Evolutionary mismatches to modern lifestyles seem to contribute to many diseases. Some cases are relatively obvious for example, the high rates of lactose intolerance among human populations without a history of dairying and the prevalence of type 2 diabetes among populations that have recently adopted a high-sugar, high-fat Western diet. Other mismatches are less obvious. For example, throughout human evolutionary history, we've been more or less continually infected by parasites, such as helminth worms. However, clean water and modern hygienic advances have made such infections rare in developed countries. Now, medical researchers have discovered several autoimmune diseases (e.g., multiple sclerosis) that seem to be caused or made worse by the lack of a helminth infection. In this case, modern, worm-free lifestyles seem to be causing problems for human bodies that evolved under the continual influence of parasites.
Mismatches to modernity are studied by researchers interested in evolutionary medicine an approach to human health and disease that is informed by human evolutionary history, as well as by an understanding of the real-time evolution experienced by our pathogens, symbionts, and the cells of our own bodies. If you want to know whether the appendix has any function, what regime for antibiotic administration is least likely to result in the evolution of antibiotic resistant bacteria, why chemotherapy doesn't always cure cancer, or why some people don't have wisdom teeth, the field of evolutionary medicine is where you'll find the answers.

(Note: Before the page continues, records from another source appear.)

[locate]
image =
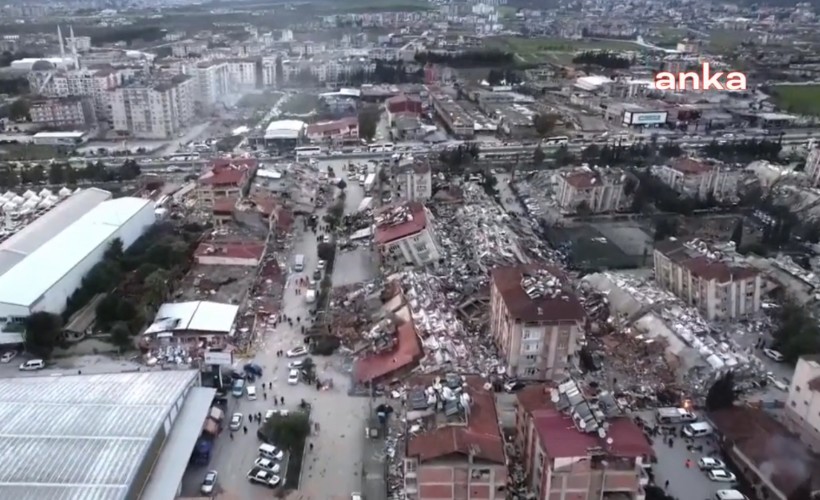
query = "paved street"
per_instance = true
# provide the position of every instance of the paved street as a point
(333, 468)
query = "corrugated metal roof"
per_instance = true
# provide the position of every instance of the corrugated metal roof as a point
(81, 437)
(36, 274)
(43, 229)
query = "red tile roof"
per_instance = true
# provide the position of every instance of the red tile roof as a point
(236, 250)
(417, 221)
(407, 352)
(564, 306)
(481, 435)
(339, 126)
(702, 266)
(689, 166)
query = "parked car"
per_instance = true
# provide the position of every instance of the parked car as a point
(236, 421)
(722, 476)
(209, 483)
(709, 463)
(297, 351)
(773, 355)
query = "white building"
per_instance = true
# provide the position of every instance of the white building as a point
(405, 233)
(46, 278)
(415, 182)
(212, 82)
(592, 191)
(154, 110)
(699, 180)
(720, 288)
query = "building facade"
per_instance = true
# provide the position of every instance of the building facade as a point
(720, 288)
(535, 320)
(404, 233)
(588, 191)
(700, 180)
(154, 109)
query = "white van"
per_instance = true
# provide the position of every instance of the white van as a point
(270, 451)
(33, 364)
(697, 429)
(730, 495)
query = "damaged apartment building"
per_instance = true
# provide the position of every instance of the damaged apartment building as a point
(592, 190)
(536, 320)
(720, 284)
(577, 443)
(404, 234)
(454, 444)
(700, 180)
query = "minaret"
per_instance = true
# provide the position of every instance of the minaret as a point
(62, 43)
(74, 47)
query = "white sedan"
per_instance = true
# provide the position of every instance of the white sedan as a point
(722, 476)
(297, 351)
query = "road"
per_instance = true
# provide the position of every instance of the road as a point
(333, 468)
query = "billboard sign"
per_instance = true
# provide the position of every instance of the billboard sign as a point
(648, 118)
(218, 358)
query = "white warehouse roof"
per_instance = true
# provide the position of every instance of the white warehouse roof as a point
(88, 436)
(200, 316)
(26, 282)
(41, 230)
(285, 129)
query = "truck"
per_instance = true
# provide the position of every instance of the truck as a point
(264, 477)
(369, 182)
(205, 444)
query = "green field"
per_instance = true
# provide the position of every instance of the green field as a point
(558, 50)
(801, 99)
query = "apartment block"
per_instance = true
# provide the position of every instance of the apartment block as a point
(212, 82)
(404, 233)
(415, 181)
(458, 451)
(454, 117)
(224, 182)
(593, 191)
(803, 404)
(578, 448)
(700, 180)
(154, 108)
(535, 320)
(719, 284)
(62, 112)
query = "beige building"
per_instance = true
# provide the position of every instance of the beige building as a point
(700, 180)
(803, 404)
(719, 286)
(592, 191)
(404, 233)
(156, 109)
(63, 112)
(536, 320)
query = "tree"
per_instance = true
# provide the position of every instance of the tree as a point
(19, 110)
(288, 431)
(544, 123)
(737, 233)
(43, 331)
(368, 122)
(121, 336)
(722, 394)
(538, 156)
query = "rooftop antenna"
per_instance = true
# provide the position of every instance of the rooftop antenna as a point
(62, 43)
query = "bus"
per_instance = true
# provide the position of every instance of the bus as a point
(305, 151)
(560, 140)
(387, 147)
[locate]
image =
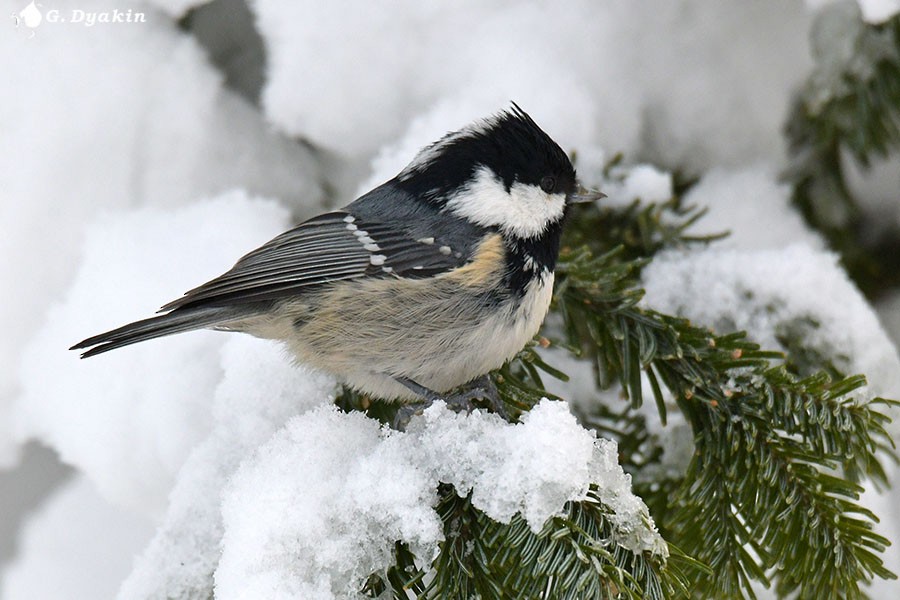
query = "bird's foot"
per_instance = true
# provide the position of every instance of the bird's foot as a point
(482, 388)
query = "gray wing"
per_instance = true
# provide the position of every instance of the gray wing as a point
(330, 247)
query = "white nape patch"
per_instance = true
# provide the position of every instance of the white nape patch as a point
(529, 263)
(430, 153)
(525, 211)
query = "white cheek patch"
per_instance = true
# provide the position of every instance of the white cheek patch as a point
(525, 211)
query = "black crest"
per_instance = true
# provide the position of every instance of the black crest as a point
(510, 144)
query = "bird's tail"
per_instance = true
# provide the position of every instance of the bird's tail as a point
(176, 321)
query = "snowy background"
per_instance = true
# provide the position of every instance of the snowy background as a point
(140, 159)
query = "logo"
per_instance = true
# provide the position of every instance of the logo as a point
(30, 17)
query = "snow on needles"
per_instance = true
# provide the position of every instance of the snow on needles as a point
(795, 294)
(319, 507)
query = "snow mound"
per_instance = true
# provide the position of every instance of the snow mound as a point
(258, 393)
(129, 418)
(795, 293)
(106, 118)
(319, 506)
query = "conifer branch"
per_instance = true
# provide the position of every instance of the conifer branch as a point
(856, 109)
(760, 493)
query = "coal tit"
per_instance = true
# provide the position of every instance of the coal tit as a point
(423, 284)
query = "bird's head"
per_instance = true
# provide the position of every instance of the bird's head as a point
(503, 172)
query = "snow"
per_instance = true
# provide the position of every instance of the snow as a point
(75, 546)
(879, 11)
(259, 391)
(106, 118)
(753, 206)
(873, 11)
(128, 419)
(616, 75)
(795, 292)
(113, 137)
(319, 507)
(176, 8)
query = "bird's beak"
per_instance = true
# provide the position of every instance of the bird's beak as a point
(584, 195)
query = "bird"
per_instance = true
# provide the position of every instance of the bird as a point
(424, 284)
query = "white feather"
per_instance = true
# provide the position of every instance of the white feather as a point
(524, 211)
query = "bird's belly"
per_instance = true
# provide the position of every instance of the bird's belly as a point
(437, 333)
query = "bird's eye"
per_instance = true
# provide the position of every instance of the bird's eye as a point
(548, 183)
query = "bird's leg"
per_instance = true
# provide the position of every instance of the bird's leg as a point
(408, 411)
(482, 388)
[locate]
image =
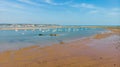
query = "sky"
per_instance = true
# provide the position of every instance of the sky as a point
(64, 12)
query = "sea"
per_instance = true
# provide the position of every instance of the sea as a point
(16, 39)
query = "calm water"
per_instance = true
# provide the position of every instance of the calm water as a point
(11, 39)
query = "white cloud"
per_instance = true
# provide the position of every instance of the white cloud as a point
(30, 2)
(84, 5)
(51, 2)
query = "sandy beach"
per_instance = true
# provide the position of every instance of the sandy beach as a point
(101, 50)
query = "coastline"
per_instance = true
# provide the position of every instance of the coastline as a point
(78, 53)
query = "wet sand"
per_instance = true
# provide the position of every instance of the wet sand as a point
(101, 50)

Viewing health and disease in the light of evolution is important not just from a theoretical perspective (e.g., understanding the origins of tooth decay), but from a practical one as well. Evolutionary medicine often points the way towards new treatment and prevention strategies. Sometimes an evolutionary perspective supports established treatments like reducing one's consumption of processed sugar and flour to reduce tooth decay and sometimes it presents novel ones. In the case of dental hygiene, one of the researchers behind the new research hypothesized that if bacterial diversity is important to dental health, mouthwash might actually do more harm than good by wiping out the microbial community that normally lives in our mouths. When it comes to human health (or any biological system, for that matter), studying what an organism is like today paints only half the picture. An understanding of how it got to be that way its evolutionary history fills in the missing half.